Cross-build drift (trailing newlines, line-ending normalization, etc.)
produces different bytes for semantically-identical SQL — and sqlx
refuses to start. Recovery required SSHing in and running:
sqlite3 /data/keysat.db "DELETE FROM _sqlx_migrations WHERE version = 9;"
That's bad UX. Worse, every operator going through this version
range hits it once.
Self-heal: db::init now wraps sqlx::migrate!().run() with detection
for MigrateError::VersionMismatch(N) on a constant allowlist of
migrations certified safe to re-run (IDEMPOTENT_MIGRATIONS, just [9]
for now). When triggered, the daemon clears the stale row, retries,
logs a WARN explaining what happened, and continues. No SSH dance.

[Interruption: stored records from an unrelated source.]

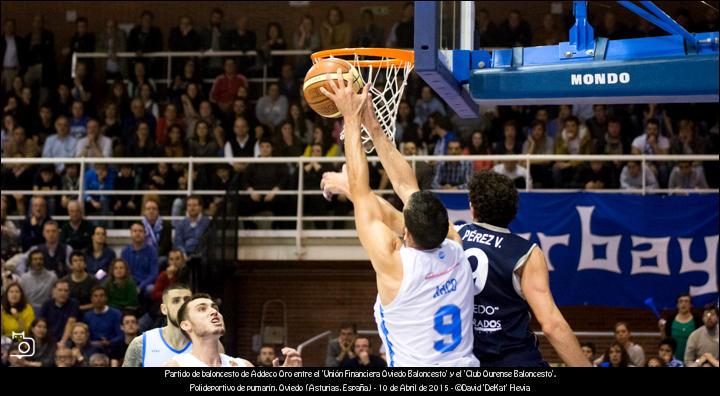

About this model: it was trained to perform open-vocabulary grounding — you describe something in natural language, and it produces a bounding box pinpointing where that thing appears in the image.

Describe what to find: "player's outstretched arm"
[520,247,591,367]
[320,165,405,235]
[362,97,420,204]
[320,69,402,281]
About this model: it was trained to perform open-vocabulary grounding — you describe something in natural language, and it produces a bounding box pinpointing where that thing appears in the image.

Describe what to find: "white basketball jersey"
[172,353,246,367]
[375,239,480,367]
[142,327,192,367]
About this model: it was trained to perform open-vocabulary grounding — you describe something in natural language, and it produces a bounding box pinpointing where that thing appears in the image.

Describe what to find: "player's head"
[468,170,519,228]
[403,191,448,250]
[178,293,225,340]
[160,283,192,328]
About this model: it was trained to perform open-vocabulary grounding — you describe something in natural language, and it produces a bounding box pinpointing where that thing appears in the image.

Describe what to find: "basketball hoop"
[310,48,415,153]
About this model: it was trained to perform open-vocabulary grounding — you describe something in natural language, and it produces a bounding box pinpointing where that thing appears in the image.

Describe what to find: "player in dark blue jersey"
[456,171,590,367]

Allowlist gate is critical — auto-clearing checksums on additive
ALTER TABLE migrations like 0010 would error on retry (SQLite has
no ADD COLUMN IF NOT EXISTS). Only migrations explicitly designed
as drop-and-rebuild (like 0009) and tested via the
`migration_NNNN_is_idempotent` pattern in tests/migrations.rs
qualify.
Regression test in tests/migrations.rs exactly simulates the
production incident:
1. apply all migrations cleanly
2. poison v9's recorded checksum with bogus bytes
3. confirm raw sqlx::migrate! bails (proves the poisoning works)
4. call db::init — must succeed by clearing + re-applying v9
5. confirm v9 + v10 are both recorded with non-poisoned checksums
Test count: 38 (was 37; +1 db_init_self_heals test).
For operators currently stuck on the :49 crash-loop: just upgrade
to :50 from the StartOS marketplace. The :50 daemon will see the
mismatch on first boot, auto-clear v9's row, re-apply (0009 is
idempotent by design), and continue to 0010. No manual sqlite3 needed.